The Washington Nationals fired Director of Community Relations Sean Hudson, multiple reports revealed Friday, after he was caught admitting the team discriminated against pitcher Trevor Williams for expressing his Catholic beliefs.
A secretly recorded video posted last week by James O’Keefe of O’Keefe Media Group appears to show Hudson calling out Williams’ “super Christian-Catholic” faith and a 2023 complaint against the Dodgers “Pride Night” as the reason the Nationals exclude Williams from their official social media content.
“One of our pitchers, Trevor Williams, he is very Catholic,” Hudson said, according to the video. “The Dodgers had a group out to the stadium who were drag queens who sometimes dressed up as nuns. He went on social media like, ‘This is wrong, this is my religion, and you all are mocking it.’ Because of that, we don’t use him on social.”
In the aftermath of the undercover report, Nationals President of Baseball Operations Jason Sinnarajah indicated that the organization fired Hudson because they were “horrified by the comments that were made on the video,” and apologized to Trevor Williams for being “dragged into the situation.”
“I want to say unequivocally, we are not anti-Catholic … [and] we do not hide players from social media,” he said.
In a statement sent to The Athletic on Tuesday, the Nationals said they “are aware of comments made by an employee which were recorded without the employee’s knowledge and disseminated without his permission.”
“The statements are not only factually incorrect, but do not reflect the views, opinions or actions of the Washington Nationals.”
As The Federalist reported in 2023, the Los Angeles Dodgers honored an anti-Christian drag group called the Sisters of Perpetual Indulgence at one of their Pride Month events. The group routinely uses Christian images to mock Christian views on sex and gender. Williams called out the Dodgers organization on social media for violating their own discrimination policy and celebrating a group which “grossly disrespects and openly mocks many of the traditions and beliefs that Catholics hold most dear.”
On May 27, CatholicVote filed a formal civil rights complaint to the Department of Justice, requesting that the Civil Rights Division “investigate possible unlawful discrimination by the Washington Nationals.”
“If accurate, this is not a misunderstanding or an ordinary communications decision,” said Kelsey Reinhardt, president and CEO of CatholicVote. “It is a direct admission that a Catholic player may have been excluded from official team promotion because he publicly defended his faith. Catholics are not asking for special treatment. We are demanding equal treatment under the law.”

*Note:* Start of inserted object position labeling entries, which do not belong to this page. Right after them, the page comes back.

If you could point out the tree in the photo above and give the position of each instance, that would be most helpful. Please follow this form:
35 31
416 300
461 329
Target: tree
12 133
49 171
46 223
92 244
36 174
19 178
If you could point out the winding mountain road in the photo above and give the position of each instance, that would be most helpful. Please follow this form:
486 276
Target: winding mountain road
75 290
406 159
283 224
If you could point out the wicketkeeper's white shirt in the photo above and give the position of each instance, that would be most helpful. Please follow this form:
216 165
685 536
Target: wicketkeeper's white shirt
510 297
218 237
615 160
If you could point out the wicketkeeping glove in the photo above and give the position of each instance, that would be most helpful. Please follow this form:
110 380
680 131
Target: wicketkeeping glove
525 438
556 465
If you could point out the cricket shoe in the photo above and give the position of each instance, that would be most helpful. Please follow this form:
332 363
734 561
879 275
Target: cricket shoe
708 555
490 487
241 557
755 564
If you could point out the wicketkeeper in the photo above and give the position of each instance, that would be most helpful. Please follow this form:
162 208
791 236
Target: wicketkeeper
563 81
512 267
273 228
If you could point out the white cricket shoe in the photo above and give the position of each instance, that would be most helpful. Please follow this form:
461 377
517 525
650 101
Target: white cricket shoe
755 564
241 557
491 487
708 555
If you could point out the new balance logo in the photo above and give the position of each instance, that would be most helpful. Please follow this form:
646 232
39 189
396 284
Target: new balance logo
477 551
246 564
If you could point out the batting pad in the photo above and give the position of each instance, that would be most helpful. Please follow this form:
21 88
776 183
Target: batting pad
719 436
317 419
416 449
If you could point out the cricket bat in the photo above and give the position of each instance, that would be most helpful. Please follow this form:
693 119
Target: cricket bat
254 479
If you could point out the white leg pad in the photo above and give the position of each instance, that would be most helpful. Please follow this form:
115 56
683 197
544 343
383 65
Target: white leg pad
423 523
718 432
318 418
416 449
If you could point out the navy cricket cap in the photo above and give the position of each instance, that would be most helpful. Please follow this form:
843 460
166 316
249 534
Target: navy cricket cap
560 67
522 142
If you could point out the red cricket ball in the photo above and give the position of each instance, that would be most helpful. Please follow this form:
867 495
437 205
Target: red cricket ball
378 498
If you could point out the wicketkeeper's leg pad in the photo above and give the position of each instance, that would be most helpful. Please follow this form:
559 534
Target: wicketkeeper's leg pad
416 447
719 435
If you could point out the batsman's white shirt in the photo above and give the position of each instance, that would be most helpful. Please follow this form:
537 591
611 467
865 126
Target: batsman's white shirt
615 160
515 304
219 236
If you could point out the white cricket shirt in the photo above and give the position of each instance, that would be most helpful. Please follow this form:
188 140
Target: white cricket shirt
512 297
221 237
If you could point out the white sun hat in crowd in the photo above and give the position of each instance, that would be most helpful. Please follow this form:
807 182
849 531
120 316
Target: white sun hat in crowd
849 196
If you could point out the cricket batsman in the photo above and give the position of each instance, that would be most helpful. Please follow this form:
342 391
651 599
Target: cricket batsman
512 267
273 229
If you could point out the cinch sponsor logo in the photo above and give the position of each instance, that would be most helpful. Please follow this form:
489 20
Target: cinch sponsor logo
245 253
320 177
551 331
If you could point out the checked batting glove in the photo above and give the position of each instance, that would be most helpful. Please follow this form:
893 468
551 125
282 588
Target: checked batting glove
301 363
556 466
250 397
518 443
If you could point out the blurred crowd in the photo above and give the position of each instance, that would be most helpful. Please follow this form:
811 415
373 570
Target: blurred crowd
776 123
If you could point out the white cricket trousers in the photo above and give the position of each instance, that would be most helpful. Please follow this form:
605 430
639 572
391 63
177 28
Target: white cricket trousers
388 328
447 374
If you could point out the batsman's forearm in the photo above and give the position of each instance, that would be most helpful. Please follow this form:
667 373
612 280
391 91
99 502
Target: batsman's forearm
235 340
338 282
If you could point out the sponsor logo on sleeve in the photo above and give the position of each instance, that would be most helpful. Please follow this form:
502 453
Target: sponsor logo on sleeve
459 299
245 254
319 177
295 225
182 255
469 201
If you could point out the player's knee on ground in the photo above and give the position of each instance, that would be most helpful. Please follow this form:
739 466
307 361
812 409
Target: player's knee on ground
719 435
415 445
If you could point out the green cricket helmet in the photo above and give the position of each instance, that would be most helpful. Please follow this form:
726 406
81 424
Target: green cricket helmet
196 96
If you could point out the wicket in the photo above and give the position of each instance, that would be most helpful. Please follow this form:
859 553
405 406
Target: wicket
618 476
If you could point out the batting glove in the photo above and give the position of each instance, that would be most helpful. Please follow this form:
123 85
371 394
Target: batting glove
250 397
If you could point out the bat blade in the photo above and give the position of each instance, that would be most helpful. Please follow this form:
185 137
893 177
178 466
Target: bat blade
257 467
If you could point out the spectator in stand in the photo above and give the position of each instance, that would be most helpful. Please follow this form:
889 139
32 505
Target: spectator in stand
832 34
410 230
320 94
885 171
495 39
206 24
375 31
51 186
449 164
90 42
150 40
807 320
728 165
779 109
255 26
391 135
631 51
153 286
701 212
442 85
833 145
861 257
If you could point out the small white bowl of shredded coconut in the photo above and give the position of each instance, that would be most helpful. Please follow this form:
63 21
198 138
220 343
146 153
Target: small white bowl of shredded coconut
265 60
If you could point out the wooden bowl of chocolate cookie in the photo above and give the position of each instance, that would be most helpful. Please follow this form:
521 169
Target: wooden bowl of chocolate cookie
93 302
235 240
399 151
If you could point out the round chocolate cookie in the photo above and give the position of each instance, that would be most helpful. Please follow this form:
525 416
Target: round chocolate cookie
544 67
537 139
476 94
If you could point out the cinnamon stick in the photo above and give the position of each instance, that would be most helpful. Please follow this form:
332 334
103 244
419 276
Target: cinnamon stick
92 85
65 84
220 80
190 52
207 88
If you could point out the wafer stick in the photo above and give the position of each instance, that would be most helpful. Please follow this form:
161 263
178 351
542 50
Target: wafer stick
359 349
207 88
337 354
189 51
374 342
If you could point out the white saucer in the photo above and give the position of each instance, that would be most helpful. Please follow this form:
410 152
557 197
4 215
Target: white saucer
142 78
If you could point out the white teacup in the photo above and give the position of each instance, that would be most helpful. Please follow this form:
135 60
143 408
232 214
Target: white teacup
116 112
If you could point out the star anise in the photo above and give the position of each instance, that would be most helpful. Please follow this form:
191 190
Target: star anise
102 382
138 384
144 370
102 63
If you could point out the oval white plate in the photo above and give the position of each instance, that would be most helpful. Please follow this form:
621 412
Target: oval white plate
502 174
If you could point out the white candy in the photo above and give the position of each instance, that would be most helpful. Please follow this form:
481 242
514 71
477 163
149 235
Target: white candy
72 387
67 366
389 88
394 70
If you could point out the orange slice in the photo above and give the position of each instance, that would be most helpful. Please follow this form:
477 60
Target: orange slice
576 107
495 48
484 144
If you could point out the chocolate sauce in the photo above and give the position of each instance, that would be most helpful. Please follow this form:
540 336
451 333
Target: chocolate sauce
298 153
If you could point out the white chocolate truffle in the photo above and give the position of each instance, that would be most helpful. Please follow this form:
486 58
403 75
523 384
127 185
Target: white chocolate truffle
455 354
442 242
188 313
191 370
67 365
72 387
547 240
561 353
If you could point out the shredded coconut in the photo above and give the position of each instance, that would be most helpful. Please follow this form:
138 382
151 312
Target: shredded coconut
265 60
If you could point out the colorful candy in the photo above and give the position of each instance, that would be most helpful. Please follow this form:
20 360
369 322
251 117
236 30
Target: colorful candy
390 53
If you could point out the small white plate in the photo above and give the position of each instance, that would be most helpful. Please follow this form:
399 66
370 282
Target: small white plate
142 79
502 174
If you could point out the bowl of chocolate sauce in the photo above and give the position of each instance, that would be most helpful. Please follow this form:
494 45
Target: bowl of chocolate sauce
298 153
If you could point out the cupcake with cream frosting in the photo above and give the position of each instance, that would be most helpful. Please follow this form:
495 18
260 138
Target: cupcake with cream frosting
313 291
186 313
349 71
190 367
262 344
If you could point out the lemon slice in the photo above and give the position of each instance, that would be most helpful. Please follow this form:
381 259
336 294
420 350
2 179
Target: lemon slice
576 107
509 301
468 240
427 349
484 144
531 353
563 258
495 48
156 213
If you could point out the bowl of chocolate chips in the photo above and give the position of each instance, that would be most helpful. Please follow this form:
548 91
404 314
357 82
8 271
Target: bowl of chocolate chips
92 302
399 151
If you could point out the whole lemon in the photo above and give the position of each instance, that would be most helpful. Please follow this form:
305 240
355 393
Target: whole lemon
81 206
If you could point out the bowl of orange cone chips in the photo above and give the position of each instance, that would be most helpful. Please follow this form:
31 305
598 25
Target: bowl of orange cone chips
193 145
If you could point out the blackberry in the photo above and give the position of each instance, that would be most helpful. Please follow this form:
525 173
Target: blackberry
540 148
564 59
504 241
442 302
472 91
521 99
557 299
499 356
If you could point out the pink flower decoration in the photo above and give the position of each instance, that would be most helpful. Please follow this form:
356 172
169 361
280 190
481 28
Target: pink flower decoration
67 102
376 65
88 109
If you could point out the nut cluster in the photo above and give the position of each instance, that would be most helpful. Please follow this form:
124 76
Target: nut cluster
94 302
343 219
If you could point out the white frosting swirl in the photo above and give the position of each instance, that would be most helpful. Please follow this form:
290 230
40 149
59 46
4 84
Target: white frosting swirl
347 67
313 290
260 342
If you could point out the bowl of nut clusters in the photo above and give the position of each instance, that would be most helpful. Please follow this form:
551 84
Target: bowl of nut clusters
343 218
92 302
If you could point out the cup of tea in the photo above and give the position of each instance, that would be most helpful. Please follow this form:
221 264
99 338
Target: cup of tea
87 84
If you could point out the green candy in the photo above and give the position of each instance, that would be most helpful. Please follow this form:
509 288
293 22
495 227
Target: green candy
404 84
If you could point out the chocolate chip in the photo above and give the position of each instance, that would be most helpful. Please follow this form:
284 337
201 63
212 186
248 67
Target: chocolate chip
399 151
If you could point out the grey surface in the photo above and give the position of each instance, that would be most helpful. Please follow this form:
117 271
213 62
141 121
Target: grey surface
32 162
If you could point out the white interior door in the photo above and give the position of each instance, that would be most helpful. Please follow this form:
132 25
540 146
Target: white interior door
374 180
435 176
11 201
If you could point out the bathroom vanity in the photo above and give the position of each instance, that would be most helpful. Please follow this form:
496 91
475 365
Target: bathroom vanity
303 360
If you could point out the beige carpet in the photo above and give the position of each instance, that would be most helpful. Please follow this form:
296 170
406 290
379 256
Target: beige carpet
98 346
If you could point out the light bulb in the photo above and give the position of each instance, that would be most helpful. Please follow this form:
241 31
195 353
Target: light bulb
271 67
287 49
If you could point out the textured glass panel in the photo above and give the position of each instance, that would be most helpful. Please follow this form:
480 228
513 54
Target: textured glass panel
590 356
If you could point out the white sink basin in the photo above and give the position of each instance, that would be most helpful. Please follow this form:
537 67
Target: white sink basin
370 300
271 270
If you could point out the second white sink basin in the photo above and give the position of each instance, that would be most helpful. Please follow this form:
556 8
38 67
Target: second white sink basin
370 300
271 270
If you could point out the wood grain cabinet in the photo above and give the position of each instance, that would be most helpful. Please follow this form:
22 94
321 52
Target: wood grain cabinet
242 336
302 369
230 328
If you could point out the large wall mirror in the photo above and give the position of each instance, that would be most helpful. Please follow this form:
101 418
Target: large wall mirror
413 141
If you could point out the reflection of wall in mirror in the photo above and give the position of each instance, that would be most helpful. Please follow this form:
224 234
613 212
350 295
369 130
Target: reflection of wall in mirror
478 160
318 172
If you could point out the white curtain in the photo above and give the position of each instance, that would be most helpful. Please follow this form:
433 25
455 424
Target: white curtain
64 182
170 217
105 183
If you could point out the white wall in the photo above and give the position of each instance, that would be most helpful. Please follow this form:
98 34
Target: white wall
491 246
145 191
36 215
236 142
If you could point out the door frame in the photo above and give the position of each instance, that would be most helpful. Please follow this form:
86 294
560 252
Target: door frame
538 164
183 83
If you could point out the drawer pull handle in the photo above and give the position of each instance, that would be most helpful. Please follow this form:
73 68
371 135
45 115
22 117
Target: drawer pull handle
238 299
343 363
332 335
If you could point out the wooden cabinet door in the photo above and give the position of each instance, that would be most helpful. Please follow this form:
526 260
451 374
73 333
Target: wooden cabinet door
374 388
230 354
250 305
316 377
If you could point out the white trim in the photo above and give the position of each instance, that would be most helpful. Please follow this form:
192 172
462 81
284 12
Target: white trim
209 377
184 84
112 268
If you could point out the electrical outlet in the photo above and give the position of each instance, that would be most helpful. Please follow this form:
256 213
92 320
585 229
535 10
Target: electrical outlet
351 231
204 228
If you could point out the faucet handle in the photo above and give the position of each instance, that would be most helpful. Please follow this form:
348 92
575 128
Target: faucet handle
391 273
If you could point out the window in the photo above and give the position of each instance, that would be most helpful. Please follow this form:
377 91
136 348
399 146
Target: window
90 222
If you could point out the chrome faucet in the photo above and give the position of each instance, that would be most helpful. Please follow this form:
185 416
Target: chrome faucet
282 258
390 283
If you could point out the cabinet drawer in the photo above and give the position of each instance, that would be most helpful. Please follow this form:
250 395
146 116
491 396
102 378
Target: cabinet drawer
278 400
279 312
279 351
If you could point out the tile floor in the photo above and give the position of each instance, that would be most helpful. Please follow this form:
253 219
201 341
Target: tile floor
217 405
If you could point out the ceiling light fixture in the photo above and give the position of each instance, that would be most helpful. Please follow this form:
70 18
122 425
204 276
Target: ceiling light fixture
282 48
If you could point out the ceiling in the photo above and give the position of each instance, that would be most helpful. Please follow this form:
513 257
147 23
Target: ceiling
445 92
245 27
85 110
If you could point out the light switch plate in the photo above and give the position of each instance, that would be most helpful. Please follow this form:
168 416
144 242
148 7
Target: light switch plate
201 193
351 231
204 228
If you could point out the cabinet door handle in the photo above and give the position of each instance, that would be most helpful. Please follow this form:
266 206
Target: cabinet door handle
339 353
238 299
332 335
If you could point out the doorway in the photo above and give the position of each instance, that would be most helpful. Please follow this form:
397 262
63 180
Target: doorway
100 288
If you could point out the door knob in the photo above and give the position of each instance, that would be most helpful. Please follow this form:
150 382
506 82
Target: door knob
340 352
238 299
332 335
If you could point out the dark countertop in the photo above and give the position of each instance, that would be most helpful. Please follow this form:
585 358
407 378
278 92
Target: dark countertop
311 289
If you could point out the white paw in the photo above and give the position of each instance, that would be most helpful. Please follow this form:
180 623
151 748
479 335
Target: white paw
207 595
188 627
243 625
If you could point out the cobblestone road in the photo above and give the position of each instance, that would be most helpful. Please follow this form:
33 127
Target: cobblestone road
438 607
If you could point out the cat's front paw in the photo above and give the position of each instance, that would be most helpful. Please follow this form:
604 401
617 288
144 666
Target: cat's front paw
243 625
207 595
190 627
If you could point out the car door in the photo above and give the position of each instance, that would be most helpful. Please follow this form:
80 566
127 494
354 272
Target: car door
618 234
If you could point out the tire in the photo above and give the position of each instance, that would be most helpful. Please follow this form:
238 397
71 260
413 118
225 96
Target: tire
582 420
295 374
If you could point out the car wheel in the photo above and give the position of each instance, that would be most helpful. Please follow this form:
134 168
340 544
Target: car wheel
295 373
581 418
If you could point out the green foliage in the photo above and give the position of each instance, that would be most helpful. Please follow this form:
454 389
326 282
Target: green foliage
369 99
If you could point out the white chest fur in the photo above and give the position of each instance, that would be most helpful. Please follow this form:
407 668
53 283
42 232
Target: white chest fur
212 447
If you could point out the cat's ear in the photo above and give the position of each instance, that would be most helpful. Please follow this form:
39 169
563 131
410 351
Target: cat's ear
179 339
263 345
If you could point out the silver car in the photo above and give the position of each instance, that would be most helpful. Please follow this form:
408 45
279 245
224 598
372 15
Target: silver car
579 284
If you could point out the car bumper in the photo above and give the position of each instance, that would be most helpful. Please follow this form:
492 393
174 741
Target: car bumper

Reinhardt also sent a formal letter to Washington Nationals Managing Principal Owner Mark D. Lerner asking if it is the policy of the organization to punish or exclude Catholic players for free religious expression. If not, she asked what action the organization planned to take against Hudson’s discrimination.
Despite Hudson’s statement that baseball “more than any other sport has the most, like, Republican players,” MLB organizations have been using their players to promote anti-conservative and anti-Christian views for years. Whether it is their pride month logo, pride nights, pride performances, or pride jerseys, major league organizations have pushed an LGBT agenda, and the media that covers baseball has stigmatized objectors. While the league effectively ordered most teams to stop wearing pride uniforms in 2023, Hudson’s confessions about the Nationals’ exclusion of Trevor Williams shows that the agenda is not gone yet.
Beyond the anti-Christian discrimination, Hudson endorsed segregation of on the basis of sexual attraction, suggesting that “if you don’t identify as a member of the LGBTQIA+ population, you shouldn’t be at this specific meeting,” according to the video posted by O’Keefe.
Hudson, who bragged about having a “join the Communist Party” poster in his kitchen, also said he would love to do a promotion where “every homerun is a one-hundred-dollar donation,” because it would be a form of communist wealth redistribution, the video shows.
He also suggested the Nationals have staff assigned to going through the Google search history and purchase history of fans who accept cookies and pay online. Sinnarajah denied this on Friday, saying that the Nationals “do not track people’s Google search history.”
“This seems like a highly intrusive measure to impose on fans simply because they wanted to attend a Nationals baseball game,” said O’Keefe Media Group. “Instead of enjoying a beer or a hot dog, you walk right into a communist surveillance stadium.”
For now, the legal problems the Nationals face are in the religious discrimination complaint filed by CatholicVote on behalf of Trevor Williams. According to a Fox News report, Rep. Lauren Boebert, R-Colo., has stepped in to ask Acting Attorney General Todd Blanche to investigate the case, and the Justice Department confirmed they are considering any appropriate action.
No contact info besides Hudson’s Nationals email was readily available.